Aldosterone-producing adenoma is classically treated by unilateral adrenalectomy. Severe hyperkalemia, related to hypoaldosteronism, have been already reported after surgery. We hereby describe six male patients exhibiting prolonged failure of the renin-aldosterone (RA) axis, in association with normal-to-high kalemia or labile blood pressure and, most significantly, decrease in extracellular fluid volume (ECFV).
Design and method:
Primary aldosteronism diagnosis was established according to French recommendations. Unilateral adrenalectomy was performed in all. Postoperative explorations included ECFV measurement using inulin, and RA axis functionally tests by orthostatic and ACTH stimulation.
A decrease in ECFV with inappropriately low renin level, and insufficient orthostatism-induced aldosterone production were depicted. The ACTH test demonstrated no glucocorticoid deficiency, along with responsive aldosterone secretion. The discrepancy in aldosterone response in orthostatic position versus ACTH stimulation test suggested that hypoaldosteronism primarily results from the lack of angiotensin 2 stimulation as a result of hyporeninism.

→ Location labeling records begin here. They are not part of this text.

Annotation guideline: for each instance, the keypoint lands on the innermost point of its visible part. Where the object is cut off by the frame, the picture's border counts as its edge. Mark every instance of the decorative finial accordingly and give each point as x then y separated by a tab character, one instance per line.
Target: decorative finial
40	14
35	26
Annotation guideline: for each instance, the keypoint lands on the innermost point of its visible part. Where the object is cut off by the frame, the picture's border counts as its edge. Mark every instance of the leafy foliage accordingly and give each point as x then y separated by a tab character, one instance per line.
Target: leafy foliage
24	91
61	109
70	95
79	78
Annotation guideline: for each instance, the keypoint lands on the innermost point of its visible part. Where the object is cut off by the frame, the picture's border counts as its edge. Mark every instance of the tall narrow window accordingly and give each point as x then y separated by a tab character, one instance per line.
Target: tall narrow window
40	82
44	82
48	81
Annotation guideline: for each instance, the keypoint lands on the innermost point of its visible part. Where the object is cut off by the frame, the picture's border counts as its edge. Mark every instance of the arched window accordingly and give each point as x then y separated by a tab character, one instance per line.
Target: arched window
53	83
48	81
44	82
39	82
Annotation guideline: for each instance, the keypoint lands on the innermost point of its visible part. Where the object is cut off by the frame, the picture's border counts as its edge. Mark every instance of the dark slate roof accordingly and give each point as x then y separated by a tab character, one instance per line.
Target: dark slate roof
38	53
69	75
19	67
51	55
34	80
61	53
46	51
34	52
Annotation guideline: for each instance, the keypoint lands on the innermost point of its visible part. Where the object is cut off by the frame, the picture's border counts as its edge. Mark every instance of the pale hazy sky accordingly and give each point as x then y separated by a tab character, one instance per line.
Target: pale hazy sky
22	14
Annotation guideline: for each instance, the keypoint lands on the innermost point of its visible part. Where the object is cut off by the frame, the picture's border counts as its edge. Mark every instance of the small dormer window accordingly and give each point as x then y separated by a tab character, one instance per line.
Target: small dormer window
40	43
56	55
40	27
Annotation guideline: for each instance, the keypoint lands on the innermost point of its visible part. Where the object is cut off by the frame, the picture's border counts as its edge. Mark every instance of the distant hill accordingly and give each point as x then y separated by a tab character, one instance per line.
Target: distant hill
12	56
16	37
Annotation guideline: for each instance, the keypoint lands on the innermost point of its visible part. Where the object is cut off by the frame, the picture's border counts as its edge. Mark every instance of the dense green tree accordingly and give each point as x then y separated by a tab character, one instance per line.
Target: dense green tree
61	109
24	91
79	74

Following unilateral adrenalectomy for primary aldosteronism, the occurrence of normal-to-high kalemia prompted an evaluation of the RA system using orthostatic stimulation test rather than simply measuring baseline values and evaluating the glucocorticoid axis. When confirmed, RA axis depression causes latent hypovolemia, meaning that all treatment likely to further decrease plasma volume should be avoided, while this may at times require mineralocorticoid substitution.